Beginning with the 3:07 p.m. departure from Grand Central Terminal, Metro-North operated about half of the regular eastbound PM peak service and regular hourly westbound service with the 4:23 PM train from New Haven.
Repair work on tracks that were damaged in last week's train collision has progressed quickly.
Friday's train derailment just outside of Bridgeport injured more than 70 people.
The MTA crews are working around the clock to rebuild 2,000 feet of track, signal system and overhead wires on a section of the New Haven line that serves 30,000 daily riders.

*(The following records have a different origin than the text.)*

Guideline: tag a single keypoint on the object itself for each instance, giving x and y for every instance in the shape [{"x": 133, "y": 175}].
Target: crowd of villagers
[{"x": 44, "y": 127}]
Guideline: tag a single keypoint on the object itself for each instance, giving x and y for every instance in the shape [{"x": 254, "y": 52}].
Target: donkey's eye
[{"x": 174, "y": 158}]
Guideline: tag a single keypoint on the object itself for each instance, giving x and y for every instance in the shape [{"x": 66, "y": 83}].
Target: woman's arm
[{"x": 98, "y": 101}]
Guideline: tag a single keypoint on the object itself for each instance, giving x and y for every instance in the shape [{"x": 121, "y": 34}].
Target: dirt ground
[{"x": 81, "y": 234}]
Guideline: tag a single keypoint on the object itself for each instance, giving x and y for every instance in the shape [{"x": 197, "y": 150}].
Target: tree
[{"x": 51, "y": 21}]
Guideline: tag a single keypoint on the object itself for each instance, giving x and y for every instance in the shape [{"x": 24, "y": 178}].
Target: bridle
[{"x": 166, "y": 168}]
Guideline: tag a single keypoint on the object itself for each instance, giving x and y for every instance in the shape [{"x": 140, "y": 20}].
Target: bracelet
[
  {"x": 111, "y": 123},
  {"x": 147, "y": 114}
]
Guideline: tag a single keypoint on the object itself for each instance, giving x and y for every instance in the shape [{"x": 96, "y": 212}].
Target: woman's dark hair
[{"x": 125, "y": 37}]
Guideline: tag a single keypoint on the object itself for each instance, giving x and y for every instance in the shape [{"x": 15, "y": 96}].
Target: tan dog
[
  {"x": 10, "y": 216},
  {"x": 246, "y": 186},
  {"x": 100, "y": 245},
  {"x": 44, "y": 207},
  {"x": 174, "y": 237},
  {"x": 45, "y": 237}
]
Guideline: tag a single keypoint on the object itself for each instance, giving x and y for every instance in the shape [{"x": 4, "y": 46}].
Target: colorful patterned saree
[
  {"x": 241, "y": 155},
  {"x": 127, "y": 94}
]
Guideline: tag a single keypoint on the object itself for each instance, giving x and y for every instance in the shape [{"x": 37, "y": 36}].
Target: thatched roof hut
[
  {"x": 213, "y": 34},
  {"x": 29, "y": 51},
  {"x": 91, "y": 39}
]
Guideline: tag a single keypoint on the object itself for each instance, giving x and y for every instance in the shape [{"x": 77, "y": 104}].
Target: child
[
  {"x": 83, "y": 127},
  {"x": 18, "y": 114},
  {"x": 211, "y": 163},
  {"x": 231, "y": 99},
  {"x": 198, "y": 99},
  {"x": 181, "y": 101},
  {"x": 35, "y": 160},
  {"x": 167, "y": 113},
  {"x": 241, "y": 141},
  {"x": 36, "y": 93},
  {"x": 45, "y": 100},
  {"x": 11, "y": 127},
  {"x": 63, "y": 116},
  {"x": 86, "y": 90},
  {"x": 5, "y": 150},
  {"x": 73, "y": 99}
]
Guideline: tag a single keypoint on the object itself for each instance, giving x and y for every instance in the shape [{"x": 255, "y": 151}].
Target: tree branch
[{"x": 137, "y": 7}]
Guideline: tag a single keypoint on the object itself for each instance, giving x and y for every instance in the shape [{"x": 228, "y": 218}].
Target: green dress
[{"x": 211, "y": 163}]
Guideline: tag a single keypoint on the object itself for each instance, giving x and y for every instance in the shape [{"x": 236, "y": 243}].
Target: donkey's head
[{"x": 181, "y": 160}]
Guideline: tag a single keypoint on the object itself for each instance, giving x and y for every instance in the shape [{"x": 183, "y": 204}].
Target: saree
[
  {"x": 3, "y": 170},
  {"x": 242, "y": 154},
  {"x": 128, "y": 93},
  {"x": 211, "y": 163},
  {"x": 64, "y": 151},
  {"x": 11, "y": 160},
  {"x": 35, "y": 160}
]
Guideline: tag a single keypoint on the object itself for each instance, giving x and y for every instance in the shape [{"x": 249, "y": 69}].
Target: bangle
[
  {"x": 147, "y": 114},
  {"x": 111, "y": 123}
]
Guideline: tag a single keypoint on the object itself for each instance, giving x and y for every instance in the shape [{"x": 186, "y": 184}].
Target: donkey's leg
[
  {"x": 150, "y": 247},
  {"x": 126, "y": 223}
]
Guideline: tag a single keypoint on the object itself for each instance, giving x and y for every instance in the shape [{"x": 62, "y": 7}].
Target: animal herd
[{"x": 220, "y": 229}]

Authorities are asking everyone, even drivers, to carpool or work from home if possible.
The National Transportation Safety Board is working to figure out how the derailment happened. Investigators ruled out foul play and are taking a closer look at a fracture in the rails.
"The track team has identified and removed two segments of rail in the area of fracture discussed yesterday, and are sending those to our team in Washington D.C. for analysis," Earl Weener, NTSB Spokesman.
Shuttle trains will run every 20 minutes from New Haven to Bridgeport, there passengers can pick up a bus to Stamford. From there you can get on a train to Grand Central.
If you can use the Harlem line, you're urged to do so. New Haven line tickets will be cross honored.